Test and debug in-app messages

Updated

Preview, send test messages, and debug in-app messages on your website before you send them to a live audience. These features help you validate your integration and make sure your messages look and behave the way you want them to.

There are different ways to test your in-app messages:

  • Live preview: Make sure your message looks the way you want it to by previewing it on your own website before you send it to your audience. From here, you can adjust display settings on the fly and see changes sync back to the editor automatically.
  • Send a test message: Send a one-time test of your message to check that it shows up in the right place and behaves the way you expect. This is more of a “production” test, and a good way to verify your page rules before you send your message.

When a web message doesn’t show up when you expect it to, you can use the in-app SDK debugger to see the SDK’s live state on your own site. This can help you determine why your message doesn’t display and adjust your page rules or other settings.

Send testLive preview
How it worksSends a one-time test messageOpens an interactive session
SettingsUses editor settingsAdjustable on the fly via preview bar
PlatformsWeb and mobileWeb only
DurationOne-time30-minute session

Preview your message on your website

Live preview lets you see your in-app message on your actual website as you build it. Unlike Send Test, which sends a one-time test message, live preview opens your website in a new window. You can adjust display settings—like position, display type, and max width—directly on your website and see your changes reflected in the editor in real time.

This is a great way to make sure that your message looks and behaves the way you want it to before you send it to your audience.

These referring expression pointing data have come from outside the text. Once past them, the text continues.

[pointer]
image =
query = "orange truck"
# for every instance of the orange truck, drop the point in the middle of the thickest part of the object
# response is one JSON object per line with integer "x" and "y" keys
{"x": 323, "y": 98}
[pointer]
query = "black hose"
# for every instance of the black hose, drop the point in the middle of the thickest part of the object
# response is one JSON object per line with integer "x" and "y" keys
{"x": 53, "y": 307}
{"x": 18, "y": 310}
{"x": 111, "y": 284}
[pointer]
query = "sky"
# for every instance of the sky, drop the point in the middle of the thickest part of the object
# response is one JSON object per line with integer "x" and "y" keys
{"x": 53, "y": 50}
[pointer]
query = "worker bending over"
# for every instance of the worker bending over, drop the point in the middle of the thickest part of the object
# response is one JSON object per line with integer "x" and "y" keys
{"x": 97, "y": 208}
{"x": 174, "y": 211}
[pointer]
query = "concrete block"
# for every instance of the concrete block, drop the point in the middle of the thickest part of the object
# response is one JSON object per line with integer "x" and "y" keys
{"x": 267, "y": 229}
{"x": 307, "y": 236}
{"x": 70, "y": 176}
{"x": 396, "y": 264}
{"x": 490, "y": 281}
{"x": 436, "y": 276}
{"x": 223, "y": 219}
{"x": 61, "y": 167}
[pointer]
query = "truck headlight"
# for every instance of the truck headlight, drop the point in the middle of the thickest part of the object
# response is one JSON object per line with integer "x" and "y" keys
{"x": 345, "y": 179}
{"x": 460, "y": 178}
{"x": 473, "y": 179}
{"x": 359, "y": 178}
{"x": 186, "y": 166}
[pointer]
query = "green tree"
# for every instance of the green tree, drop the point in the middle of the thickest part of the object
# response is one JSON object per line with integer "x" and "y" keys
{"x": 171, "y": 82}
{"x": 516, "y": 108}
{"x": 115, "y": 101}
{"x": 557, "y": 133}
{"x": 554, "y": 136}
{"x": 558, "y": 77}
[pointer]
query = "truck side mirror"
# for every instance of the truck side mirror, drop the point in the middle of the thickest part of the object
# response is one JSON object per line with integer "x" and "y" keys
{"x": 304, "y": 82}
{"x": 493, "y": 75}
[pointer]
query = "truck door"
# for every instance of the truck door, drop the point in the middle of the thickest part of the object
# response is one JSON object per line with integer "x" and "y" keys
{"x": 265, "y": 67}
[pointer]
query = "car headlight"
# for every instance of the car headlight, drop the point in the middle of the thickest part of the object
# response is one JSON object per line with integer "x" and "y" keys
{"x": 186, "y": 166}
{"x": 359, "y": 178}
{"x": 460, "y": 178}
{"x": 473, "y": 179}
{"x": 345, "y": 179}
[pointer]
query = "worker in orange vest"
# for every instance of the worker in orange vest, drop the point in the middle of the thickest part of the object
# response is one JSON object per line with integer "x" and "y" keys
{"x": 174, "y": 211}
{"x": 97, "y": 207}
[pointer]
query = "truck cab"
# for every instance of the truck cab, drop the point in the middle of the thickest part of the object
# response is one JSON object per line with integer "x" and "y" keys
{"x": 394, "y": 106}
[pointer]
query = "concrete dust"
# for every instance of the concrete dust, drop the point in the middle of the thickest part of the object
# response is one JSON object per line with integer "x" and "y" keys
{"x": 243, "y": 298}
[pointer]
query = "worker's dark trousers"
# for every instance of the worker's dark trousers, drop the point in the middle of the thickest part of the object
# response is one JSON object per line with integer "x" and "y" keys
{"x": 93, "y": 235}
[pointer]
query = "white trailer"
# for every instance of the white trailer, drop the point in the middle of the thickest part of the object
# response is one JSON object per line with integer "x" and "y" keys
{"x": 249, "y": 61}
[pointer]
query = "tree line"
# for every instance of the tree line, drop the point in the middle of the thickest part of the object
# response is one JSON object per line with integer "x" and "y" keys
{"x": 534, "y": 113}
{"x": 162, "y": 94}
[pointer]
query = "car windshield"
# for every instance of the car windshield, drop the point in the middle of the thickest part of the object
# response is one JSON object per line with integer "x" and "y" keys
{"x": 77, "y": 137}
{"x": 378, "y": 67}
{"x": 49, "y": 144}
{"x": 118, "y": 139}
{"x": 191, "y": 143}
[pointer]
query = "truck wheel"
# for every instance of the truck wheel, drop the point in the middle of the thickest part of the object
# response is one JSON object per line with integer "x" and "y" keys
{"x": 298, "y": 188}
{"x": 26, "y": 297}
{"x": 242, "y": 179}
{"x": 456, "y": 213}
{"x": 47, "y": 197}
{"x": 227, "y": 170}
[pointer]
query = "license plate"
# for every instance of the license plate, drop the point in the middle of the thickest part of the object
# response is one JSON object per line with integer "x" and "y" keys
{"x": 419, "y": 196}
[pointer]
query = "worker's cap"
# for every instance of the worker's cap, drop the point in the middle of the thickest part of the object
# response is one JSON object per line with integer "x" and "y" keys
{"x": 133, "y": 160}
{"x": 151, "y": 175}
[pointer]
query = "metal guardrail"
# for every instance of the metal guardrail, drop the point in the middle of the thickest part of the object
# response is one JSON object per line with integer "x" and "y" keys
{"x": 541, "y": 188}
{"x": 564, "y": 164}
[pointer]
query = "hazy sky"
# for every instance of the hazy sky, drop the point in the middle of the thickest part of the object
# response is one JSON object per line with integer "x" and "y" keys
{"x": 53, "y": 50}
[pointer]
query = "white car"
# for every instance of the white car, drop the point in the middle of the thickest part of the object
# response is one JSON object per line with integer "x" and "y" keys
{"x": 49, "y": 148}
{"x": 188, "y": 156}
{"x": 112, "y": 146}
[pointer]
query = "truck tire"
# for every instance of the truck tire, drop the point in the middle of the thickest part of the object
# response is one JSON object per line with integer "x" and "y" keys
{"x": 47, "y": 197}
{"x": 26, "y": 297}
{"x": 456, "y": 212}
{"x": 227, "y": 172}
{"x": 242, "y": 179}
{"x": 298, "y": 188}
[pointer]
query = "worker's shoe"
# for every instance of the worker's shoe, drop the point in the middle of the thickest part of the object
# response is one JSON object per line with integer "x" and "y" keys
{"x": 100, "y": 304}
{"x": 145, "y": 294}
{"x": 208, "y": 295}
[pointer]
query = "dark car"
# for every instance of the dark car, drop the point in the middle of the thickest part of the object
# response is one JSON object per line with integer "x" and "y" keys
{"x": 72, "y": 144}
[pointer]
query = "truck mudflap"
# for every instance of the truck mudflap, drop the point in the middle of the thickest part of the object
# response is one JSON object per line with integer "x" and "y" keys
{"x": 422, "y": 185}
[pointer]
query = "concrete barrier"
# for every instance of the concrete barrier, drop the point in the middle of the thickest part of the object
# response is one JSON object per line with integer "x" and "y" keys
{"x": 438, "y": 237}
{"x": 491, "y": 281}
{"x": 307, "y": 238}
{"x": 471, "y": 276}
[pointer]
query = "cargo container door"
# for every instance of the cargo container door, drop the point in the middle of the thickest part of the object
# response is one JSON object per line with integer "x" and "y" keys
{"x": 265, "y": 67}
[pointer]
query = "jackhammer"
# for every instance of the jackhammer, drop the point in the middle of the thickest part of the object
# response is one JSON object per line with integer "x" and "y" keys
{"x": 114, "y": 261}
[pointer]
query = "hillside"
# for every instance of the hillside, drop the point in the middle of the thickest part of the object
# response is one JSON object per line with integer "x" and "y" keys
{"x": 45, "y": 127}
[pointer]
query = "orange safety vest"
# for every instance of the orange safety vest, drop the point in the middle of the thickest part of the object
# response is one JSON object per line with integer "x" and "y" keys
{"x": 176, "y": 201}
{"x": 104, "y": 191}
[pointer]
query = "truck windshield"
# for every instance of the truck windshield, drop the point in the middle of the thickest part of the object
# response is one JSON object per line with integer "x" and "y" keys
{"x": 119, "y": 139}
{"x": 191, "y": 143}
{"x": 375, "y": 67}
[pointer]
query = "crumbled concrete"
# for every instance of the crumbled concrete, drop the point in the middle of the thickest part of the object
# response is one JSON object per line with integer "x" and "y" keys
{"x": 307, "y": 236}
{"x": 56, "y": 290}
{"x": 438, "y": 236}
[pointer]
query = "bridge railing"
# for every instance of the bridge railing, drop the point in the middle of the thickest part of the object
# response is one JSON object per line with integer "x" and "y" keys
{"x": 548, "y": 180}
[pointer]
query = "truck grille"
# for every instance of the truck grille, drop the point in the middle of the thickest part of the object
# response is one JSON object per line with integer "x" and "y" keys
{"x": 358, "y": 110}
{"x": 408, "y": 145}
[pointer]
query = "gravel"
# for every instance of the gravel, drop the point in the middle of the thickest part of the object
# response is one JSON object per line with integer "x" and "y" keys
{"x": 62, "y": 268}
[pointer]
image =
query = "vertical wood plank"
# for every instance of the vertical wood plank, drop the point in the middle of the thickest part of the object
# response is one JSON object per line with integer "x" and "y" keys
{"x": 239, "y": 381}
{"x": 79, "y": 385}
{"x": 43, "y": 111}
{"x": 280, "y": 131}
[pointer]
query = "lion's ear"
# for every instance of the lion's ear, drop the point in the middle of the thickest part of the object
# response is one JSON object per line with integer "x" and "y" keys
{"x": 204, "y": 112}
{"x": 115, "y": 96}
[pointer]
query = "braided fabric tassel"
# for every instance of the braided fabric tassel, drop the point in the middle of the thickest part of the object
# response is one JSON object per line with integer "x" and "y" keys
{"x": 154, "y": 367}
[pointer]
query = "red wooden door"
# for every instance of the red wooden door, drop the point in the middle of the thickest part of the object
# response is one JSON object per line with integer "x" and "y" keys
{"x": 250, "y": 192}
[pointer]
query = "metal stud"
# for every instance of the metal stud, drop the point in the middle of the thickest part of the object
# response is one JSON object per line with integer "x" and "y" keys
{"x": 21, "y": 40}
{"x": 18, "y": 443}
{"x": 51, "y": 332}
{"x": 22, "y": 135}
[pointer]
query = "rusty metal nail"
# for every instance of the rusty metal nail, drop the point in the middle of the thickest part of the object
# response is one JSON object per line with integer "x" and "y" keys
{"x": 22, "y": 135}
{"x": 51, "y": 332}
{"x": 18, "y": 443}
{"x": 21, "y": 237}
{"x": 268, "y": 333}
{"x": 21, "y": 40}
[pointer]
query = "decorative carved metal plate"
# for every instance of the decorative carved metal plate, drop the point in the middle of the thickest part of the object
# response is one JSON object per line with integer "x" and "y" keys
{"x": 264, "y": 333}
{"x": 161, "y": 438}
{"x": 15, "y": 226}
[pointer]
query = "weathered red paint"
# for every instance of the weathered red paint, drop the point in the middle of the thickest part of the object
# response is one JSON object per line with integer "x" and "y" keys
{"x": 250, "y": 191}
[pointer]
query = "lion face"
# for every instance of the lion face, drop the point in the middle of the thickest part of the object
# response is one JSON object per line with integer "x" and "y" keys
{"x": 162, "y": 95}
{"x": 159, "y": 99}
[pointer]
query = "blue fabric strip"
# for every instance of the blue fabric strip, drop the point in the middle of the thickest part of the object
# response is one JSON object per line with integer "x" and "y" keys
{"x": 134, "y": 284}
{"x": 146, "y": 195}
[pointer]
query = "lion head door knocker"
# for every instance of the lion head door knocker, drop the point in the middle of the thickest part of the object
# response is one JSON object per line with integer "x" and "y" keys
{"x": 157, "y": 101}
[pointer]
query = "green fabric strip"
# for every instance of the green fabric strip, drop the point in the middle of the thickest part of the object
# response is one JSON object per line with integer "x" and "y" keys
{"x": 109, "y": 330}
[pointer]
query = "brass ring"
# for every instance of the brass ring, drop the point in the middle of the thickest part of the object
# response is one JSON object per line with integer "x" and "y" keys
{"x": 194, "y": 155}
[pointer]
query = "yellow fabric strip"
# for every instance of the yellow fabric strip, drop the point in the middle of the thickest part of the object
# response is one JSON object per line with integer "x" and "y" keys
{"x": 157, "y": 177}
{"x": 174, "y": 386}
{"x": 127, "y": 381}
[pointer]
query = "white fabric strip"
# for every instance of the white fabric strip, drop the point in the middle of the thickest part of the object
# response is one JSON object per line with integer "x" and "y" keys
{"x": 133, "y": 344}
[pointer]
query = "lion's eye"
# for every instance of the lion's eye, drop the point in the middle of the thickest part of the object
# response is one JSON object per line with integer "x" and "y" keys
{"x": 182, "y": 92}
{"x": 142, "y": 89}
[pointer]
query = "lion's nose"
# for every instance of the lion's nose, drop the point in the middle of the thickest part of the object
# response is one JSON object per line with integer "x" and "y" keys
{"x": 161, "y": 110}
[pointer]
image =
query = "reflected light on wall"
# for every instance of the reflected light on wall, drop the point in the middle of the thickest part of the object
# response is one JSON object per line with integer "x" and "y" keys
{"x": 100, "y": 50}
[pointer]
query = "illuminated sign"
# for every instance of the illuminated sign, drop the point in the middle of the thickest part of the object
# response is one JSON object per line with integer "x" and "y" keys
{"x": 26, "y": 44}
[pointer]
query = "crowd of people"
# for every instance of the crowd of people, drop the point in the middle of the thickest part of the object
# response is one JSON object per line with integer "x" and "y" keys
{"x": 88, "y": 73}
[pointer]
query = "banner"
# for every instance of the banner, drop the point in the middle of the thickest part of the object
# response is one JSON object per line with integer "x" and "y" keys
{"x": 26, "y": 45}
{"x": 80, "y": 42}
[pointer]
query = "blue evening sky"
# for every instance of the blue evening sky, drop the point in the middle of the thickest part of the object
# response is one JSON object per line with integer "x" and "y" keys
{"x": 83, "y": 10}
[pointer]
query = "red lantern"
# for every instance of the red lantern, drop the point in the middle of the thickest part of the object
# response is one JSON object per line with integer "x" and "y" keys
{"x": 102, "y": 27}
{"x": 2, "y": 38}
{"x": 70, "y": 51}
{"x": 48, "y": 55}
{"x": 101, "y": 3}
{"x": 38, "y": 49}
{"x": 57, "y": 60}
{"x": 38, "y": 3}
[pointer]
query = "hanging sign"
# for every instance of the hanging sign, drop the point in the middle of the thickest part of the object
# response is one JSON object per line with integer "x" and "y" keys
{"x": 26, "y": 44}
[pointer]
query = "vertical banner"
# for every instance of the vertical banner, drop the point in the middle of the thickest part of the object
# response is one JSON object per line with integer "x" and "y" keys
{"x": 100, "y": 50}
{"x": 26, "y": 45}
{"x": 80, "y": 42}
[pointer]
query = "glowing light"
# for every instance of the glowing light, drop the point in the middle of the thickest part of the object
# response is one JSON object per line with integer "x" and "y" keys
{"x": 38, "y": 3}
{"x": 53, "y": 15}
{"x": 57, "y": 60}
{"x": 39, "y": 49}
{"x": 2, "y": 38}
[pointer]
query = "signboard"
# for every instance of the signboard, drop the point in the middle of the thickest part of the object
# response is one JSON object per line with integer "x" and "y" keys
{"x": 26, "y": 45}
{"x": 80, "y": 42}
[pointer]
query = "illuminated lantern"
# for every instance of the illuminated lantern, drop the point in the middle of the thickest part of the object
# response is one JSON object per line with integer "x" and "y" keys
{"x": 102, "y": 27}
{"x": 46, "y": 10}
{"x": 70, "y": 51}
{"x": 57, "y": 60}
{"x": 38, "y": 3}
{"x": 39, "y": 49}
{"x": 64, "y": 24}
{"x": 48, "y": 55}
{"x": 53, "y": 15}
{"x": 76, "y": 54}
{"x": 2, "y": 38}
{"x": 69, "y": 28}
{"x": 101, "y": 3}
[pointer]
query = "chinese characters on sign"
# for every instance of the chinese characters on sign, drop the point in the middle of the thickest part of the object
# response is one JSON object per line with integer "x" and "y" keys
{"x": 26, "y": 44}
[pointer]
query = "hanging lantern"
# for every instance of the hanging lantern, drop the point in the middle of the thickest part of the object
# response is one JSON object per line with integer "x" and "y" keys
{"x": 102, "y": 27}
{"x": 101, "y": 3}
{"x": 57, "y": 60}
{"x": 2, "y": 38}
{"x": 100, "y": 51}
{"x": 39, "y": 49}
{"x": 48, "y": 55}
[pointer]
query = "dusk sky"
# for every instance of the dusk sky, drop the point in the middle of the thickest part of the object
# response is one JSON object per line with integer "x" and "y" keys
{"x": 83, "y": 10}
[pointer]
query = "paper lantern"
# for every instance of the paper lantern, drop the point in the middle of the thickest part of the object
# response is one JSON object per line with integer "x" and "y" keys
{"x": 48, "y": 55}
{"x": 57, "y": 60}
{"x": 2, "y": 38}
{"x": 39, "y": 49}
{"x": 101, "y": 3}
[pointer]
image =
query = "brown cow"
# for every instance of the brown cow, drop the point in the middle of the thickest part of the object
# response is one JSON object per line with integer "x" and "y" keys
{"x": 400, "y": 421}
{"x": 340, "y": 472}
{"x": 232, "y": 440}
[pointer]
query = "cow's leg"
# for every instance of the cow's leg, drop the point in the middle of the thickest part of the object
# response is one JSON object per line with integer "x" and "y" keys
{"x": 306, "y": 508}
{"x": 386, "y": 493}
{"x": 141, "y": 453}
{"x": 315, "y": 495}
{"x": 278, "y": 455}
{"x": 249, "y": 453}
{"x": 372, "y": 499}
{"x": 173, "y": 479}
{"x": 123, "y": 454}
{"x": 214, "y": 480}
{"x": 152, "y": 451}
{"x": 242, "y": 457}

To start a live preview session:

  1. (Optional) In your in-app message, select a person you want to preview your message for. This populates the preview message, so you can test liquidA syntax that supports variables, letting you personalize messages for your audience. For example, if you want to reference a person’s first name, you might use the variable {{customer.first_name}}. in your message.

  2. Click Live Preview.

    The live preview setup screen with a person selected
    The live preview setup screen with a person selected

  3. Enter the URL of the page on your website where you want to preview the message.

    The live preview setup screen with a URL input
    The live preview setup screen with a URL input
  4. Click Start. Your website opens in a new browser window with a preview bar at the bottom.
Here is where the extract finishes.